Authorities were already on high alert

It's no coincidence that authorities felt extra cautious on April 18. It was the ninth anniversary of the Boston Marathon bombing, and just weeks after the Supreme Court upheld the death penalty for bomber Dzhokhar Tsarnaev, according to CNN. It makes sense for Boston officials to feel on high alert the day of the Boston Marathon, and officials at Logan International went the extra mile to keep passengers safe by evacuating Terminal A to get a better look at the potential threat.

One Twitter user posted a video of the evacuation showed passengers moving towards an exit hurriedly as a voice said over the intercom that everyone must mandatorily leave the terminal. Another video showed passengers lined up outside the airport waiting to receive word about when they could enter the building again. Eventually, passengers were cleared to enter Terminal A again and resume business as usual, but some travelers were put off by the event as a whole. According to local news outlet WCVB,  some travelers missed flights, while others were only slightly inconvenienced. One passenger arrived at Logan International, only to get right back in their car when they saw panicked masses leaving the airport. The stress and pandemonium was real at Logan International — and for good reason, as the memory of the Boston Marathon bombing loomed over the day. However, the culprit was almost humorous.

The PlayStation incident wasn't the first entertainment "bomb threat" gone awry

It's still unclear what made the offending PlayStation resemble a bomb to Logan International security. The Hill explained that the console was in rough shape, but didn't specify what exactly alerted officials. Dave Procopio with the MSP released a statement explaining the situation and reassuring the public. He said, "The condition of the console caused abnormalities in the image produced when it was x-rayed, prompting the screeners' concern.
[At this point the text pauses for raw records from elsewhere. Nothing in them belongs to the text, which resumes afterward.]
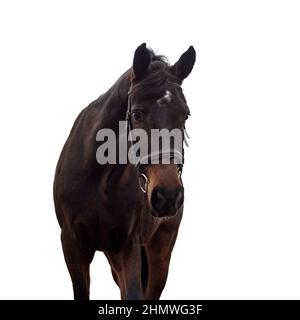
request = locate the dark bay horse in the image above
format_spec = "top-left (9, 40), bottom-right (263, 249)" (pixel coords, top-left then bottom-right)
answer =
top-left (54, 43), bottom-right (196, 299)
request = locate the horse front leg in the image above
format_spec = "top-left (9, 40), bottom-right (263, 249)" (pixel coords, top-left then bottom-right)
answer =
top-left (145, 230), bottom-right (177, 300)
top-left (105, 244), bottom-right (144, 300)
top-left (61, 231), bottom-right (95, 300)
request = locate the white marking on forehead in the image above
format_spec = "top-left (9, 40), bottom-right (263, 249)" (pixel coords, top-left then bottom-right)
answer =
top-left (157, 90), bottom-right (172, 105)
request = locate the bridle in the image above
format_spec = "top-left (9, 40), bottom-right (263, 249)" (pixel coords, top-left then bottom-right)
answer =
top-left (126, 83), bottom-right (189, 193)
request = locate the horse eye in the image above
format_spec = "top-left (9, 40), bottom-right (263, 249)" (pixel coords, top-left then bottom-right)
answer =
top-left (132, 111), bottom-right (143, 121)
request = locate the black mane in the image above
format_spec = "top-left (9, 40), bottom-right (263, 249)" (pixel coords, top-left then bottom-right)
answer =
top-left (131, 48), bottom-right (176, 100)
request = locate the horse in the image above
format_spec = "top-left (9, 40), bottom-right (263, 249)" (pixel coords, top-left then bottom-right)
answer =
top-left (53, 43), bottom-right (196, 300)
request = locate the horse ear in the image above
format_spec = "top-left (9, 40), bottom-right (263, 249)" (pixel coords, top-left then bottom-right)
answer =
top-left (133, 43), bottom-right (151, 80)
top-left (170, 46), bottom-right (196, 83)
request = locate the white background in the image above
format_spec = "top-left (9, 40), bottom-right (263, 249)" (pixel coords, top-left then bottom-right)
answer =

During the investigation of the object and secondary sweeps of the area, passengers in Terminal A were evacuated." Procopio stated that passengers were allowed back into the terminal a little after 5 PM.

Some gamers brought up that Boston has a history of misidentifying bomb threats. In 2007, Boston officials believed that a PR stunt for the "Aqua Teen Hunger Force" movie was actually a terrorist threat to the city. Boston's various first responders spent time and money investigating the "Mooninite" artwork scattered across the city, which had been installed by video artists on behalf of Cartoon Network. Ultimately, Cartoon Network's general manager resigned and the company donated money to the city in an effort to repair their damaged relationship.

As of now, curious gamers don't know which exact PlayStation model upset officials, but they do have a fairly good idea that it's not a PS5, which has become even harder to find due to continued supply chain issues and production problems. Thankfully, no one was injured during the incident, and a spokesperson from Delta assured WCVB that it would attempt to reschedule any missed flights for customers affected by the PlayStation incident. PlayStation has not commented on the incident, and no one has been able to reach the owner of the gross PlayStation for comment. This may be a mystery one gamer has to take to their grave.